- Developers: Gazelle exA-Arcadia (EXA Label)
- Publishers: Banpresto exA-Arcadia (EXA Label)
- Director: Tatsuya Uemura
- Producer: Johan Sato
- Designer: Junya Inoue
- Programmer: Mizuiro Honey
- Artists: Kaneyo Ohira; Mikio Yamaguchi;
- Composer: Yoshitatsu Sakai
- Platform: Arcade
- Release: WW: February 1996;
- Genre: Vertical-scrolling shooter
- Modes: Single-player, multiplayer

= Air Gallet =

1996 video game

Air Gallet (Note: Known in Japan as Aku Gallet (アクウギャレット, Akū Gyarreto).) is a 1996 vertical-scrolling shooter arcade game published by Banpresto. Players control a fighter jet through six levels to put a stop to coups in Japan and Germany that are being supported by a German cult. Its gameplay involves destroying waves of enemies, picking up power-ups and new weapons, and destroying bosses.

Air Gallet was developed by Gazelle, an off-shoot of defunct developer Toaplan. It was directed by Tatsuya Uemura and designed by Junya Inoue, who wanted it to have a more boisterous presentation compared to his previous works. Gazelle's financial difficulties and strict time schedules forced its development to be hastily rushed. The game was released to mixed reviews; while its graphics and sprite layering techniques were praised, critics felt that it wasn't as polished or innovative as other, similar games were. Inoue has since expressed his disappointment in its quality.

In 2025, exA-Arcadia released Airgallet EXA Label as the fifth title in the EXA Label series.

==Gameplay==

Gameplay screenshot

Air Gallet is a vertical-scrolling shooter game, with its gameplay being similar to titles like Raiden (1990). Its plot involves a coup by Blue Star, a faction of the JSDF. The players, who are part of the opposing military forces, are sent out to stop first them, then a similar coup in Germany, and finally the cult backing the coups.

Players traverse through six automatically scrolling stages, set in locations such as harbors, forests, and Tokyo Tower. The objective is to make it to the end by destroying waves of enemies and avoiding projectiles. Each level concludes in a boss fight against an enemy aircraft. Players can upgrade their fighter jet by collecting four matching power capsules. Weapons include a laser, a support drone, homing missiles, machine guns, and a spread shot. Each weapon can be upgraded four times; should the player die, their weapon level reverts to zero. Players can also pick up star-shaped medals that cycle through different point values, and two varieties of smart bombs that either clear the screen of enemies or provide a focused, narrow attack.

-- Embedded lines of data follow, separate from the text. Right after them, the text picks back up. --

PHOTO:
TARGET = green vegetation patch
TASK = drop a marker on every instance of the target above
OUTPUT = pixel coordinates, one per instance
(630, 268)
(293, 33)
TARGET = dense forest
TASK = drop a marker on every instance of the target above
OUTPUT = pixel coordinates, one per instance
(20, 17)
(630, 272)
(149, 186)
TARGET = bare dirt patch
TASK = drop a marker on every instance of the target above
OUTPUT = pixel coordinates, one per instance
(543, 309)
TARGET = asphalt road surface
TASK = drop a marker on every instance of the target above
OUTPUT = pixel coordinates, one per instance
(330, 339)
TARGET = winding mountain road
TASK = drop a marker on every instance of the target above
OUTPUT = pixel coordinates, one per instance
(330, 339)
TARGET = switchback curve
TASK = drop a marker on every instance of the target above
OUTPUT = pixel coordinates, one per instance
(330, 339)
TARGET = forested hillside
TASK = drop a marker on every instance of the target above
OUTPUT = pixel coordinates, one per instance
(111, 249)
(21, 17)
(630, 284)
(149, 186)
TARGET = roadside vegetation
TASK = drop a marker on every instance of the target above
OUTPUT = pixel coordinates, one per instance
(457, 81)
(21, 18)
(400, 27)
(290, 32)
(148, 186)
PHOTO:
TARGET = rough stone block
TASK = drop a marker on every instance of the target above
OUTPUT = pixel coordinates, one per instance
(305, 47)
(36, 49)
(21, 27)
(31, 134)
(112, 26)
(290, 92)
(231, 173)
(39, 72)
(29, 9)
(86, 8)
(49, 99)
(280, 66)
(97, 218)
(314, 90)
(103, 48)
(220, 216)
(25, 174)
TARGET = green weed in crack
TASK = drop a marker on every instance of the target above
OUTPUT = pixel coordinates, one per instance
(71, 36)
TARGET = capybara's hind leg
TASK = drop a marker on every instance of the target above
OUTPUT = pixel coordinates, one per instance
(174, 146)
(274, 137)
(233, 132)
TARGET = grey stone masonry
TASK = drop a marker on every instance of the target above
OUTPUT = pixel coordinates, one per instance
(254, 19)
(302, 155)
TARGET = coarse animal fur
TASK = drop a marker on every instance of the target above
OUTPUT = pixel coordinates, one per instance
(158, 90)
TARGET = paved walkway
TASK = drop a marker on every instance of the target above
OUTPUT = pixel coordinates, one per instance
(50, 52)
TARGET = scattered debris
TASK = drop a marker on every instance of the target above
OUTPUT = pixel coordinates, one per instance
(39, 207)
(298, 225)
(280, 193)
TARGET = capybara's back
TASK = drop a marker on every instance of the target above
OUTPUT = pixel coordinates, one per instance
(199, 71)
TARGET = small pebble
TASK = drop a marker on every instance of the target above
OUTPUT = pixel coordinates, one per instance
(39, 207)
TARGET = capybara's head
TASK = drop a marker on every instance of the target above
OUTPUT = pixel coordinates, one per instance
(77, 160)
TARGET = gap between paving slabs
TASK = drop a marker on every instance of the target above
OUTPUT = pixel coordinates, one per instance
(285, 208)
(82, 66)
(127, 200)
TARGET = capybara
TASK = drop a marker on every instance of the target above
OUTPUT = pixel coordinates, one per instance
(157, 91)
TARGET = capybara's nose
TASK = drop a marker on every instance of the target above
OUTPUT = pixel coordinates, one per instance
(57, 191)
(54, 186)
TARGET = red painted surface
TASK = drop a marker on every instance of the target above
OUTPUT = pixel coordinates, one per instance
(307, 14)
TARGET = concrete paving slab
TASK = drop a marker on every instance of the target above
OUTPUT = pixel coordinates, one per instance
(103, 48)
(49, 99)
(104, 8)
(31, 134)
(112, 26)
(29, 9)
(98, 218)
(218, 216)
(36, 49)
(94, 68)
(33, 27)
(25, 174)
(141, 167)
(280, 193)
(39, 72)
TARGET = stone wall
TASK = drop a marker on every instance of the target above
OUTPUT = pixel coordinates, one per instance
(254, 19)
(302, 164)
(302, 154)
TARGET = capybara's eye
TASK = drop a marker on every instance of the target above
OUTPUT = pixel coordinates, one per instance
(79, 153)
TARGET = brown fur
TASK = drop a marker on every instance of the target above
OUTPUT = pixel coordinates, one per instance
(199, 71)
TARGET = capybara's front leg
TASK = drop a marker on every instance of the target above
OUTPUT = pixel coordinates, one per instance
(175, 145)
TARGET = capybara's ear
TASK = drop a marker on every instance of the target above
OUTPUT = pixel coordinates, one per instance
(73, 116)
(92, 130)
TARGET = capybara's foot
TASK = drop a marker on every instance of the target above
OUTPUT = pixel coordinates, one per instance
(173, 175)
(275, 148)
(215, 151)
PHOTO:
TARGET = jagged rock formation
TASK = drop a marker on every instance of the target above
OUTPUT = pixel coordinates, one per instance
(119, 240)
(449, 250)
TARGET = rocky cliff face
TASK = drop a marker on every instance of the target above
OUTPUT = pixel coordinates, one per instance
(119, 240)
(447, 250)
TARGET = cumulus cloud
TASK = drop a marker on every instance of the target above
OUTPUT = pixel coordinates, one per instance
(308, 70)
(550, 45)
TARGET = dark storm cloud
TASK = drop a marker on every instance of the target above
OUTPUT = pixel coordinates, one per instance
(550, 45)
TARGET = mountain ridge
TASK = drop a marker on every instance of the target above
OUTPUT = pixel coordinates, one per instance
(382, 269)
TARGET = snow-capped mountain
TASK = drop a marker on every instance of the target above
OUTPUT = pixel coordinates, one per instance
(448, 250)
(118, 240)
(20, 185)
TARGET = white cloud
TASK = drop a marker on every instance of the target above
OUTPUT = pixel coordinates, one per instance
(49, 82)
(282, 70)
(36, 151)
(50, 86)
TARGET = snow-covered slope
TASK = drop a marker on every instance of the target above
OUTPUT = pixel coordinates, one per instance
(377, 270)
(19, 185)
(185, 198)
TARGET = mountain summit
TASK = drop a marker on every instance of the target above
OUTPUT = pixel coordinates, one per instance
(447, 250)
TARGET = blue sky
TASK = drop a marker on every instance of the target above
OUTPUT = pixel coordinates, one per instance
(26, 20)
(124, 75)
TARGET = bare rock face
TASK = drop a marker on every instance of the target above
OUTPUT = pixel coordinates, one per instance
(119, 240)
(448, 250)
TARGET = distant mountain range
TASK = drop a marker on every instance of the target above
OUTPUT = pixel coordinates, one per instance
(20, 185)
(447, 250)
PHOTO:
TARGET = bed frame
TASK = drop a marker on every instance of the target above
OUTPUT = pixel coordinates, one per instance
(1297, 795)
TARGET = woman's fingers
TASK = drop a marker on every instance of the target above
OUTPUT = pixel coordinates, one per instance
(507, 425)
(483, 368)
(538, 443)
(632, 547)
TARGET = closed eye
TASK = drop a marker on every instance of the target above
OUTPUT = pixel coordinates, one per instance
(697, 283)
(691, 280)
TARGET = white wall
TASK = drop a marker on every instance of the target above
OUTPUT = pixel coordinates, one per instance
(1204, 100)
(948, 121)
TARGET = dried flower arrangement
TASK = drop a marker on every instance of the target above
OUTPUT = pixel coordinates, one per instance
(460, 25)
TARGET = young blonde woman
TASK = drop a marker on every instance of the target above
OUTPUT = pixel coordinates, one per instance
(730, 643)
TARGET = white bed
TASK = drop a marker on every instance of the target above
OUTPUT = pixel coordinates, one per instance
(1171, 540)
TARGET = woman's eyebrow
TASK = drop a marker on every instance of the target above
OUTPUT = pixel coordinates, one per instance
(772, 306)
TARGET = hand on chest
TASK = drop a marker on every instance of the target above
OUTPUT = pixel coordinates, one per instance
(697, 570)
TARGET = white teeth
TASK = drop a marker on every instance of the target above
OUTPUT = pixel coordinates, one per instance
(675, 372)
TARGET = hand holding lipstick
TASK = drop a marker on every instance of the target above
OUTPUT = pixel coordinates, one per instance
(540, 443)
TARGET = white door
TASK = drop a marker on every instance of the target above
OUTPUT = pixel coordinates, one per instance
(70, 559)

==Development and release==
Air Gallet was developed by Gazelle, a company established by former Toaplan employees after the latter's bankruptcy in 1994. It was designed by Junya Inoue, who had worked on titles such as Batsugun (1993), and directed by Tatsuya Uemura. It features the voice work of Lenne Hardt and Jeff Manning. Inoue wanted Air Gallet to be different from his previous projects, with a more "loud" and boisterous presentation, but Gazelle's severe financial difficulties and strict deadlines prevented him from being able to design it exactly how he wanted. Inoue himself created most of the game's backdrops, such as the Tokyo-themed area in the second level. Development was hastily rushed to meet deadline, giving the team little time to finetune its difficulty balance and mechanics.

Air Gallet was published by Banpresto, a subsidiary of Bandai that focused primarily on games with licensed anime characters. Banpresto had worked with Gazelle on an arcade adaptation of Pretty Soldier Sailor Moon a year prior, which gave the two companies a solid business relationship. The game was released in February 1996, being titled Aku Gallet in Japan. After launch, the title was showcased to attendees at the 1996 AOU Show. After its release, Inoue and other employees left Gazelle to join Cave.

==Reception==
A writer for Consoles Plus wrote that Air Gallet had little to offer in terms of innovation. Outside of its impressive graphics and backdrops, they felt its gameplay was nothing new compared to other shooters, but that the game itself was decent. Inoue has expressed his disappointment in the game's quality, going as far as to say it bordered on being a kusoge.

Retro Gamers Ryan Lambie was quick to point out similarities between Air Gallet and Raiden, specifically its similar fighter craft designs and power-up system. Lambie complemented the game's detailed backdrops, sprite layering techniques, and humorous voice-overs. While Lambie noted its high difficulty level, he showed appreciation for its forgiveness towards newer players. Overall, Lambie described Air Gallet as being "an intense, excellently-crafted shooter". Nick Zverloff of Hardcore Gaming 101 found the overall look of the game to be lacking compared to Toaplan's offerings, writing that aside from its voice-over clips it "looks like another faceless shooter". He enjoyed the game's level design for their obtuse-looking themes, and felt some of the backdrops possessed some impressive sprite layering techniques. Zverloff concluded that Air Gallet was an impressive game, but lacked the polish that similar shooters from Toaplan and Cave featured.